Wer Springer-Chef Mathias Döpfner bei den Medientagen München und beim BDZV-Zeitungskongress 2010 zugehört hat, der weiß, dass er eine weitere offene Frage am liebsten im Jahr 2011 lösen würde. Freilich wird das eine echte Herausforderung: Es geht um nicht weniger als die Befriedung des Verhältnisses der öffentlich-rechtlichen Anstalten zu den privaten Medien. Döpfner, die anderen Zeitungs- und Zeitschriftenverleger sowie die Geschäftsführer der privaten Sender sind seit Jahren zu Recht der Auffassung, dass ARD und ZDF ihre Grenzen immer weiter ausdehnen. Drei Ereignisse haben im Jahr 2010 die Diskussion darüber geradezu vergiftet: das Online-Gutachten von Hans-Jürgen Papier, der Abschluss der Drei-Stufen-Tests durch die Anstaltsgremien ohne erkennbare wesentliche Beschränkungen und die Ankündigung einer iPhone- und iPad-App der "Tagesschau". Mit allen drei Maßnahmen zerstob ein Fünkchen Hoffnung aus dem Jahr 2009. Die Ministerpräsidenten hatten im 12. Rundfunkänderungsstaatsvertrag auf Drängen der Verlage die Formulierung akzeptiert, ARD und ZDF dürften im Internet keine "nicht sendungsbezogenen presseähnlichen Angebote" verbreiten. Dass sich das als Rohrkrepierer erweisen würde, war von Anfang an zu befürchten.

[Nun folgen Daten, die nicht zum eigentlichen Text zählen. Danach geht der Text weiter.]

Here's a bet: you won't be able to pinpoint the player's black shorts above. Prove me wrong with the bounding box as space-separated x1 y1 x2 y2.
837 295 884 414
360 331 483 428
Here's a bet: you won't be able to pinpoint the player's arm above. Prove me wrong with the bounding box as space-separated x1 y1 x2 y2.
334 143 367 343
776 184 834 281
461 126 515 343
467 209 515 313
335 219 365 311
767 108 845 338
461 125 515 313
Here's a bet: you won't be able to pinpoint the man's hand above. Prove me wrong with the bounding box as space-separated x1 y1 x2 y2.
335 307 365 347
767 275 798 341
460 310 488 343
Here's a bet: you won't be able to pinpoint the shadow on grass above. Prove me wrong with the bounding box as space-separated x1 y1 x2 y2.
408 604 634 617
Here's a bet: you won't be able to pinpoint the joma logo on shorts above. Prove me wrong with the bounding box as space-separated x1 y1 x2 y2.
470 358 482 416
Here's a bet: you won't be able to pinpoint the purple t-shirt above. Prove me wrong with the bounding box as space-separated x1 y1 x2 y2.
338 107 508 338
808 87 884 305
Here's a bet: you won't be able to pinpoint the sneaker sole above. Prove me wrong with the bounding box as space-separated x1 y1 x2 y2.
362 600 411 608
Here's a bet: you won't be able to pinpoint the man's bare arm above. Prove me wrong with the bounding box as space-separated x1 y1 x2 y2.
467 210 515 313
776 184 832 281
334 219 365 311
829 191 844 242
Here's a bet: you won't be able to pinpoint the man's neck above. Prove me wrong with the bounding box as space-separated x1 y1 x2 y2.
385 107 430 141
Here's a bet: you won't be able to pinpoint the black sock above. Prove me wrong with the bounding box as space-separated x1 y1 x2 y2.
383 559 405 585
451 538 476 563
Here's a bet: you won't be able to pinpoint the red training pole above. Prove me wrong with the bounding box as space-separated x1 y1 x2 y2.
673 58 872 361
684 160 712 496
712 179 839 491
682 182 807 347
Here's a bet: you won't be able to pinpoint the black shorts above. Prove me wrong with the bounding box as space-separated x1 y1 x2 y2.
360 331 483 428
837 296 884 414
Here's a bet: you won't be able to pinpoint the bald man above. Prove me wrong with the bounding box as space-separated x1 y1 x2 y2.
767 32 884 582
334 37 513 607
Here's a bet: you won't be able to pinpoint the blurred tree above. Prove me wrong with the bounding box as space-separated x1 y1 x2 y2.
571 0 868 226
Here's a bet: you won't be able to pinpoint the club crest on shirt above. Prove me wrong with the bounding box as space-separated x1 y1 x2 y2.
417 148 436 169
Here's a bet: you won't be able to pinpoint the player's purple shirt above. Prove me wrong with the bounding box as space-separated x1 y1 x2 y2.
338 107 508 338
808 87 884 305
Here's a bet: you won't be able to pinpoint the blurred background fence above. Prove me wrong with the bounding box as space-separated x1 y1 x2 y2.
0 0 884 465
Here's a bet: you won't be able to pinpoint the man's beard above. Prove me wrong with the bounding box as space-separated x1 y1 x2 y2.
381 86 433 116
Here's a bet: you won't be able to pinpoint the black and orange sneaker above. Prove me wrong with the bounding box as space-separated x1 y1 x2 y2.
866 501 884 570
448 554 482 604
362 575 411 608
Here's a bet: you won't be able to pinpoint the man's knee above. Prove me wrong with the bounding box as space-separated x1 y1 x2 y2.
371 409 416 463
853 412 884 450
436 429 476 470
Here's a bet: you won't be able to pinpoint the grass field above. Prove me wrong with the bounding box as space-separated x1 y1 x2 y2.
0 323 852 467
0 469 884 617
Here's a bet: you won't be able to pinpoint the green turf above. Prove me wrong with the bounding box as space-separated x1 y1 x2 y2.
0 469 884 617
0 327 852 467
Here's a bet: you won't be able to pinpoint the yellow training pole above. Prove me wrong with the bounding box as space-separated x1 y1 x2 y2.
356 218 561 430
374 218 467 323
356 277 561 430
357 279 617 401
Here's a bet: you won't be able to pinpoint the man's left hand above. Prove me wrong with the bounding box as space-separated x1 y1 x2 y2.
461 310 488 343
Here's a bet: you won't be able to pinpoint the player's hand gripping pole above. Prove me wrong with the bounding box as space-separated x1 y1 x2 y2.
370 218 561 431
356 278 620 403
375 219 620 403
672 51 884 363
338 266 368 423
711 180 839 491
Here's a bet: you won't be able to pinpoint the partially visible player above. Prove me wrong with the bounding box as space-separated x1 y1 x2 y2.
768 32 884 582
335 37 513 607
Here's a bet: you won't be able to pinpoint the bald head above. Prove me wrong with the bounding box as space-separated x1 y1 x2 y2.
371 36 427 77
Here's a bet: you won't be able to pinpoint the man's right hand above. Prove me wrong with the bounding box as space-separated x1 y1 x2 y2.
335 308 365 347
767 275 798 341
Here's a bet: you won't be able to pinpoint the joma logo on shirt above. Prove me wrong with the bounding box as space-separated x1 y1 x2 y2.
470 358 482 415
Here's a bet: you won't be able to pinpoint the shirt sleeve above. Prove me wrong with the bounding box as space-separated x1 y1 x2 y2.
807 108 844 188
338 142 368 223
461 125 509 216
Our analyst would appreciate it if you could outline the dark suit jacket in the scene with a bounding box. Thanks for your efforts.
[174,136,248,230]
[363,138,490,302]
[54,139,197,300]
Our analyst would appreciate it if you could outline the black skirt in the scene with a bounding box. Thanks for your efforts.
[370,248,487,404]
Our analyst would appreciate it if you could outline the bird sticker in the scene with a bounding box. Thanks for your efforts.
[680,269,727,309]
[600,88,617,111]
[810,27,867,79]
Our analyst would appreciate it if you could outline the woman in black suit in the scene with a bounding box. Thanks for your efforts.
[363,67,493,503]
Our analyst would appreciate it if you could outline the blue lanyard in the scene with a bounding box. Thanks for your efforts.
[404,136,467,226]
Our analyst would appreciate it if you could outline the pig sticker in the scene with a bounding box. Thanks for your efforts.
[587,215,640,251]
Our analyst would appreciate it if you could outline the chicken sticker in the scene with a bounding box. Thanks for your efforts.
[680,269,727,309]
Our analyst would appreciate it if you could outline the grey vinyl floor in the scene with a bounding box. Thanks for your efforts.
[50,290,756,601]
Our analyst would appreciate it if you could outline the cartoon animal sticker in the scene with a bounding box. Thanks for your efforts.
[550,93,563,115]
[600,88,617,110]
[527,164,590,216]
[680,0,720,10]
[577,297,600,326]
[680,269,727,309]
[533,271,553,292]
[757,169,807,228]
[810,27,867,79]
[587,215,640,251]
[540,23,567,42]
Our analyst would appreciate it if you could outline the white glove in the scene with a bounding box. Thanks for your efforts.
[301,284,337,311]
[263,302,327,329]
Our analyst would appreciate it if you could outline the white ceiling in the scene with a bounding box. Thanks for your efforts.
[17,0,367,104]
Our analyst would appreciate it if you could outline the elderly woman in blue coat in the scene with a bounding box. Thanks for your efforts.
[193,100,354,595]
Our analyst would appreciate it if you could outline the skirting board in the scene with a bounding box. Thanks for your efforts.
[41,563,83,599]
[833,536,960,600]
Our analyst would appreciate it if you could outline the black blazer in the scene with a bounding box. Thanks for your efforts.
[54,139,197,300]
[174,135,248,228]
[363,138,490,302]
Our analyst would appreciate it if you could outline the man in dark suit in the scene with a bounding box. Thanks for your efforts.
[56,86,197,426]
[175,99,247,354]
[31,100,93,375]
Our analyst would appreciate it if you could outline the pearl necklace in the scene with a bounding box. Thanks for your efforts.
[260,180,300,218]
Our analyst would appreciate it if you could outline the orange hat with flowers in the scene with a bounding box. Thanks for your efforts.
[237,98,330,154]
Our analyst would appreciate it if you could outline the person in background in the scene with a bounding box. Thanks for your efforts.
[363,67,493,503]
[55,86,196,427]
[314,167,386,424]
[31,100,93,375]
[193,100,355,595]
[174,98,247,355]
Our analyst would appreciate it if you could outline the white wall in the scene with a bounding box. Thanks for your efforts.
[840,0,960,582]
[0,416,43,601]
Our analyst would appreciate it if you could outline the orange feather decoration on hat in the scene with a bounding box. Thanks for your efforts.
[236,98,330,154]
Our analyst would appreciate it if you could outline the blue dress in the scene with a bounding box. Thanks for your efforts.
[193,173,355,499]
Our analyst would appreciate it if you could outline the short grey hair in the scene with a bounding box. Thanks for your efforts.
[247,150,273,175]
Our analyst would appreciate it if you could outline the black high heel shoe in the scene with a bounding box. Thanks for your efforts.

Schon die Reaktionen der Intendanten waren von verstohlener Freude gekennzeichnet. Nach außen gaben sie zwar zu Protokoll, das sei eine harte Restriktion; intern aber beauftragten sie Hans-Jürgen Papier, den privaten Medien ob der unklaren Formulierung richtig eins auszuwischen. Dass er argumentierte, presseähnliche Angebote seien nur solche, die genau wie Presse - also eine Zeitung oder Zeitschrift - aussähen, hat dabei noch nicht einmal überrascht. Dass er aber das Internet - wie zuvor schon einmal ZDF-Justitiar Carl-Eugen Eberle - zur Fortsetzung des Rundfunks mit anderen Mitteln erklärte, auf das sich der Auftrag der Anstalten quasi naturgemäß erstrecke, wohingegen die Presse dort eigentlich gar nichts zu suchen habe, das ging viele Schritte über das Ziel hinaus. Für diese Haltung von ARD und ZDF ist Hochmut ein zu mildes Wort. Döpfners Signal an ARD und ZDF, alte Grabenkämpfe zu beenden und völlig neu über ein für alle Seiten akzeptables Wettbewerbsverhältnis zu sprechen, ist angesichts dieser Vorgeschichte überraschend unkonventionell und unvoreingenommen. Die Anstalten sollten diesen Vorstoß ernst nehmen. Dies gilt umso mehr, als es im Jahr 2011 darauf ankommt, die zur Haushaltsabgabe mutierende Rundfunkgebühr akzeptabel zu machen. Wer erreichen will, dass Deutschlands Bürger und Unternehmen Quartal für Quartal  Gebühren entrichten, ohne dies jedes Mal von Neuem zu bereuen, muss für eine klare, dauerhaft haltbare Rollendefinition sorgen. Die Anstalten sind dazu auf dem falschen Weg; ihr bad-guy-game ist kontraproduktiv.   Wünsche ohne Widerhall Das unbeirrte Vorgehen von Google bei seinem Stadtplandienst StreetView, die zunehmend unangefochtene Marktstellung von Facebook und die Dominanz von Apple bei den neuen mobilen Geräten haben im Jahr 2010 verdeutlicht, dass sich die Weltordnung verändert. Alle drei Firmennamen sind Zeugnis nahezu müheloser Globalisierung. Keines der Unternehmen lässt sich in einen nationalen gesellschaftlichen oder politischen Kontext einbinden. Und jeder der Namen steht für eine im Medienbereich bislang unbekannte Autarkie.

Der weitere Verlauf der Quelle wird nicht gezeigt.